In issuing pardons for those convicted of simple possession, the president took a significant step toward ending years of racist treatment.
President Joe Biden has taken the first steps to move beyond more than 50 years of failed drug policy. Earlier this month, the president directed his administration to begin the process that would remove marijuana from the list of the most dangerous illicit drugs, which includes heroin and LSD, and effectively eliminate a federal ban on using cannabis.
Ever since President Richard Nixon signed the Controlled Substances Act in 1970 and launched the war on drugs, Americans have suffered the consequences — especially people of color. Black people are six times more likely to be incarcerated on drug charges than their white counterparts, even though both groups use drugs at roughly the same rate.

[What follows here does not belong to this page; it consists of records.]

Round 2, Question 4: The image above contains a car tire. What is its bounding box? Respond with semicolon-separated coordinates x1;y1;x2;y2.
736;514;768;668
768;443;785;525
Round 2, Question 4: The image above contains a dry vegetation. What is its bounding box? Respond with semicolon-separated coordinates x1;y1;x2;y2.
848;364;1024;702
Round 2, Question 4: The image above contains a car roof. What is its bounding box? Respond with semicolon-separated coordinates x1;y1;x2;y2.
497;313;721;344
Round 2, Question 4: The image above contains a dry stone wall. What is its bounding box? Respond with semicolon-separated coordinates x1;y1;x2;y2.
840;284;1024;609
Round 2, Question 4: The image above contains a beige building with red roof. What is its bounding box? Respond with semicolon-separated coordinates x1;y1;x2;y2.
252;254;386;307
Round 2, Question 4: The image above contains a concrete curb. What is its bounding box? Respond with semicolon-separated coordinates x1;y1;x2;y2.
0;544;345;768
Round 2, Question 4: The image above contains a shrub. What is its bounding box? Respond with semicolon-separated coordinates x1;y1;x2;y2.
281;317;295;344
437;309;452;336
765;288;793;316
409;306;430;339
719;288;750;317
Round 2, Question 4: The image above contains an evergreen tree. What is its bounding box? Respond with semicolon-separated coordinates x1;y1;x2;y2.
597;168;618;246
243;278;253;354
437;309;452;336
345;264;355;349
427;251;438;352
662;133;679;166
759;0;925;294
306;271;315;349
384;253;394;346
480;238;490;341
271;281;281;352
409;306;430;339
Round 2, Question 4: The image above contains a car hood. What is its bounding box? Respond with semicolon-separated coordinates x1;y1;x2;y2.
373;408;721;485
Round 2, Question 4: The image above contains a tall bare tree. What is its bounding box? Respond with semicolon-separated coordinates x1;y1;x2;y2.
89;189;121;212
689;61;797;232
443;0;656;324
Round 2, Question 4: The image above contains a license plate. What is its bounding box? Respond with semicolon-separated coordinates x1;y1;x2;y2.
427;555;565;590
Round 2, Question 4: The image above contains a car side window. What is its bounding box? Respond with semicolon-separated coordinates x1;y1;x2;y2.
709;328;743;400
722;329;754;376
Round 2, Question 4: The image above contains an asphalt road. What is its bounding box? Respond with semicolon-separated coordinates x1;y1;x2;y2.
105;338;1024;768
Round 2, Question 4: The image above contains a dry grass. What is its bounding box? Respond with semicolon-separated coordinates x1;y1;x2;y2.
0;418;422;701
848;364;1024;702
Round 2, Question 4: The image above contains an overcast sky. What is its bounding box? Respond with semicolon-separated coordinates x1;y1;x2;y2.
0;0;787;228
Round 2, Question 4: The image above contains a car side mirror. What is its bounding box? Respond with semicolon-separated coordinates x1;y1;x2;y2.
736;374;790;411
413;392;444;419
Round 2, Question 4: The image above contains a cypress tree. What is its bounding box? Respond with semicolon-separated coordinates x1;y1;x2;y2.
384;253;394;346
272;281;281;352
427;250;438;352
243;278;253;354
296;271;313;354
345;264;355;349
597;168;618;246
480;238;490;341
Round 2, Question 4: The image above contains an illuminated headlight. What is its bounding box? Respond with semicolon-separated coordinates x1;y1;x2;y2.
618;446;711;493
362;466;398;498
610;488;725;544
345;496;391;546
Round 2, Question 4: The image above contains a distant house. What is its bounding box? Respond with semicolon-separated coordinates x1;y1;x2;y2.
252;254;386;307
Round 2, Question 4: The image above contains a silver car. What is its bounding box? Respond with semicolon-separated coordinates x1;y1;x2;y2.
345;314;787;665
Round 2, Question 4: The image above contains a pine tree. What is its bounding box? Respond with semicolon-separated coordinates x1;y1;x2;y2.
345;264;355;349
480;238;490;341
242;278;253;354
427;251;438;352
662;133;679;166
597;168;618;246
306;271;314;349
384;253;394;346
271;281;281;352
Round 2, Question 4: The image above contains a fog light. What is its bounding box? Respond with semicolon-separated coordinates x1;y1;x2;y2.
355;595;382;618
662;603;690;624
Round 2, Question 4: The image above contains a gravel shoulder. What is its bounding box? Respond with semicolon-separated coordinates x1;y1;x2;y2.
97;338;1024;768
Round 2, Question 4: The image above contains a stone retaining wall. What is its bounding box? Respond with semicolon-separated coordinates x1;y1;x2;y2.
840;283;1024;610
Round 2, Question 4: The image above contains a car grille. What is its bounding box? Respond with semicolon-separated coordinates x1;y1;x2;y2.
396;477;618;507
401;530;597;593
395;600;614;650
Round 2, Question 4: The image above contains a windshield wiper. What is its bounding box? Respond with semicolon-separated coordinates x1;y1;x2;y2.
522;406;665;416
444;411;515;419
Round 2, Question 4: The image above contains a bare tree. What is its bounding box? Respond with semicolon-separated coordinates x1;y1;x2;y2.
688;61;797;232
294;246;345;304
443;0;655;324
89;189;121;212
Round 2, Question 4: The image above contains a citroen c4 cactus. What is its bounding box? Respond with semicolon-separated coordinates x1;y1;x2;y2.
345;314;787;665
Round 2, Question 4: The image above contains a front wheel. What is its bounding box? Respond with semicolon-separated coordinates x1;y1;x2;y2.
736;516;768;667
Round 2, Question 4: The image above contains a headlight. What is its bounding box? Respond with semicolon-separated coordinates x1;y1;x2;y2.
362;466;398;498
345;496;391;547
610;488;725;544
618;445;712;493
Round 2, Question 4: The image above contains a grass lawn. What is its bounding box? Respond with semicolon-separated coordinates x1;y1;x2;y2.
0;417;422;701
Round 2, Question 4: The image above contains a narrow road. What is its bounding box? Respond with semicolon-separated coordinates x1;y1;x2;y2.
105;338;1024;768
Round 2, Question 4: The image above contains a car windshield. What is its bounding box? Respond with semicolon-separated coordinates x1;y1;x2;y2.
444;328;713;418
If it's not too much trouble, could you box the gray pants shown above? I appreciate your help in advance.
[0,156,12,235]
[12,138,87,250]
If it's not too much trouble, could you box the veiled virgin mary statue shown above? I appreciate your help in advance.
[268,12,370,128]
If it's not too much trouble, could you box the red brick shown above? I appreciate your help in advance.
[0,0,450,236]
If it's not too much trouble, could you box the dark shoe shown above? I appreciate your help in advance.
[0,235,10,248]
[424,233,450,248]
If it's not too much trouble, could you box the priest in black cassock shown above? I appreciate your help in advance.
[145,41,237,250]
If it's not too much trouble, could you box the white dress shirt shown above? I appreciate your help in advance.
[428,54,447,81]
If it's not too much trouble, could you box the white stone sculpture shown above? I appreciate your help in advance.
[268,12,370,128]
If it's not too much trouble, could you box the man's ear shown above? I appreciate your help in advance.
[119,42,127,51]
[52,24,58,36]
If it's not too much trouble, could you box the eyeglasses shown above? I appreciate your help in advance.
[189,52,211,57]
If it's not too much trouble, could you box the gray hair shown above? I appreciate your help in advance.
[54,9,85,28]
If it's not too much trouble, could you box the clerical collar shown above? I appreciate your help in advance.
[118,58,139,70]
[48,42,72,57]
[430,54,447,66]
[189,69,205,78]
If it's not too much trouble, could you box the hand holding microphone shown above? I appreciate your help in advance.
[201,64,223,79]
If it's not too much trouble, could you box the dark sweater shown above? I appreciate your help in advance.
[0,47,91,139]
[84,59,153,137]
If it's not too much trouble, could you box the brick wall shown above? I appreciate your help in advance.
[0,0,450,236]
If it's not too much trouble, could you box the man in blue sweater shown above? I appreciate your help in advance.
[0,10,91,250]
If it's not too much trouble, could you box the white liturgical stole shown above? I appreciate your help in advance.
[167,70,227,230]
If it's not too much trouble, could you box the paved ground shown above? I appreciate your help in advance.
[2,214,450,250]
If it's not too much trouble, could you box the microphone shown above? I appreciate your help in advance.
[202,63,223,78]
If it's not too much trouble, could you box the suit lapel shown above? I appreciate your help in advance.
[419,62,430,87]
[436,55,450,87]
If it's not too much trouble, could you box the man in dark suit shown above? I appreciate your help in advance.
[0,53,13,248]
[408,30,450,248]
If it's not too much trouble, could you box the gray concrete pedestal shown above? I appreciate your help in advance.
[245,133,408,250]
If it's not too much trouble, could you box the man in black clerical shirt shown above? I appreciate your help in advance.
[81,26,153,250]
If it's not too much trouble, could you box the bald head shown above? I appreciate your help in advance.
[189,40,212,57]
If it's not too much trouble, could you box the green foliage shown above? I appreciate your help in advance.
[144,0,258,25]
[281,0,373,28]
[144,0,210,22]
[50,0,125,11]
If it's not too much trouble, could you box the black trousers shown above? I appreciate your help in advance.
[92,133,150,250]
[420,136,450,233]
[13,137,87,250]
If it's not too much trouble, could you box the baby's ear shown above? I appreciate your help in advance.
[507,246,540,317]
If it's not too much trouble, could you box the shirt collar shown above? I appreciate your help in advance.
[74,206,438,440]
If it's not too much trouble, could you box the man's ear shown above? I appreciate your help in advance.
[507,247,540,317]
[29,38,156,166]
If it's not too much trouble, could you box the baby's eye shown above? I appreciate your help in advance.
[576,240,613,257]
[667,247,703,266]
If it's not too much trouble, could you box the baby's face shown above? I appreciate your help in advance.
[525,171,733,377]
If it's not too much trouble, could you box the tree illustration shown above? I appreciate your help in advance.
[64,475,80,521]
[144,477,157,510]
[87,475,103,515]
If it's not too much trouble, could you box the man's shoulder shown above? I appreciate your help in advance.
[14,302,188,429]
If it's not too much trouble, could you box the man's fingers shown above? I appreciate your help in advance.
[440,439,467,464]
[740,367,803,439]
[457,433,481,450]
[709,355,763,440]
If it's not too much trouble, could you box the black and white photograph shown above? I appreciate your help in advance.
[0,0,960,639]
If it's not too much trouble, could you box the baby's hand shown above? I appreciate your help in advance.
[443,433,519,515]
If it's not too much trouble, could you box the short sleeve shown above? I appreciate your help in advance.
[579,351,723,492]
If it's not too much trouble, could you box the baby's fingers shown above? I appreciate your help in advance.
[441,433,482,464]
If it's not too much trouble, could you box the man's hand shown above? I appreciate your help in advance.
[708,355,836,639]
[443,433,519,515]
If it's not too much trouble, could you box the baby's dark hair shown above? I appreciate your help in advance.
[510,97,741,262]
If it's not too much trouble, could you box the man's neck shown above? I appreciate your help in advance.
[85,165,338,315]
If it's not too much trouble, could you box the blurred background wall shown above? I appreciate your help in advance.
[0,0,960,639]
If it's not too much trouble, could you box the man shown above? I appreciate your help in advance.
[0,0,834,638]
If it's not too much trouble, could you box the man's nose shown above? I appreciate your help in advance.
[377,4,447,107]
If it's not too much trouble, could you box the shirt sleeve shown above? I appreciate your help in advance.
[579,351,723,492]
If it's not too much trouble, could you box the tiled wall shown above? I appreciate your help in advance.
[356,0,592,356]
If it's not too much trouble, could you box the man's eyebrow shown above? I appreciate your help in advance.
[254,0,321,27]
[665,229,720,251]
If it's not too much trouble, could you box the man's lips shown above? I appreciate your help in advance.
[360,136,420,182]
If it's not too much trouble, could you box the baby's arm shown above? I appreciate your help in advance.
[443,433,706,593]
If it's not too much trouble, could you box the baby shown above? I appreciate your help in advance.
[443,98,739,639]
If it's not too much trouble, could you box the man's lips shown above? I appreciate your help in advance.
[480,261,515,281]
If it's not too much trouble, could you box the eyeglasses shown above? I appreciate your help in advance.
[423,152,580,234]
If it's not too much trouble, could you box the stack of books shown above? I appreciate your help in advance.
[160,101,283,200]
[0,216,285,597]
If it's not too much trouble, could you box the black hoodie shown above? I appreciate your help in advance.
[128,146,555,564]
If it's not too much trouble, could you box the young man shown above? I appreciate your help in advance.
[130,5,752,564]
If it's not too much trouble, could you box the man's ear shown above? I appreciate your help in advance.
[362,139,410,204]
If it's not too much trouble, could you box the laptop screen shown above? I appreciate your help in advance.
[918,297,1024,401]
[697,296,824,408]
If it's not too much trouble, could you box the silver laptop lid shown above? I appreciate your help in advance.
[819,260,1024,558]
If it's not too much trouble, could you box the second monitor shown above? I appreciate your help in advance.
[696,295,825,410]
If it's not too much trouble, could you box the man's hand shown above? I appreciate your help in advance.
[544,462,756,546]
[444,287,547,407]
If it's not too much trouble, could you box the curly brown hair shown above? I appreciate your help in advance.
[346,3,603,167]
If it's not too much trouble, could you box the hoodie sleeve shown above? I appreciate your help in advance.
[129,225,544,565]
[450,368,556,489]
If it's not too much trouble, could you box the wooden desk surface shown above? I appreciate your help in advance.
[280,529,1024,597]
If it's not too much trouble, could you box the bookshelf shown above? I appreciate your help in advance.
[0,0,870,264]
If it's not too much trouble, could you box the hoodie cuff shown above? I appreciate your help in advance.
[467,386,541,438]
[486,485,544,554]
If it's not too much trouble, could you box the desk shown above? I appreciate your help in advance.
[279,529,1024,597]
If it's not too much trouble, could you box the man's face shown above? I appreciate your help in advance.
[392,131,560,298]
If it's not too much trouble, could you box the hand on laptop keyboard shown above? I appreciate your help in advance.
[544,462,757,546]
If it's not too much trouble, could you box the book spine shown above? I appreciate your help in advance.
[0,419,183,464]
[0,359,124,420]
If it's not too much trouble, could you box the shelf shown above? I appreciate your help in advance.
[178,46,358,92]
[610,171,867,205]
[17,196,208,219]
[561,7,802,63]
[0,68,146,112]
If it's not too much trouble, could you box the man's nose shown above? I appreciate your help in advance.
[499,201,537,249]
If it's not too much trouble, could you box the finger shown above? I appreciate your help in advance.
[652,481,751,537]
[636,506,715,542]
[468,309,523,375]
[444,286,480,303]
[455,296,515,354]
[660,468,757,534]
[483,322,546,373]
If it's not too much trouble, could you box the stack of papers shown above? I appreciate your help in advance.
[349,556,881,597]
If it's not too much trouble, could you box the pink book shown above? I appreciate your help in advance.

The American Civil Liberties Union has called the drug war “the New Jim Crow,” a view validated by former Nixon aide John Ehrlichman’s admission that the Nixon White House “had two enemies” — activists opposed to the Vietnam War and African Americans.
“We knew we couldn’t make it illegal to be either against the war or Black,” Ehrlichman said in a 1994 interview with the journalist Dan Baum. “But by getting the public to associate the hippies with marijuana and Blacks with heroin, and then criminalizing both heavily, we could disrupt those communities. We could arrest their leaders, raid their homes, break up their meetings, and vilify them night after night on the evening news. Did we know we were lying about the drugs? Of course we did.”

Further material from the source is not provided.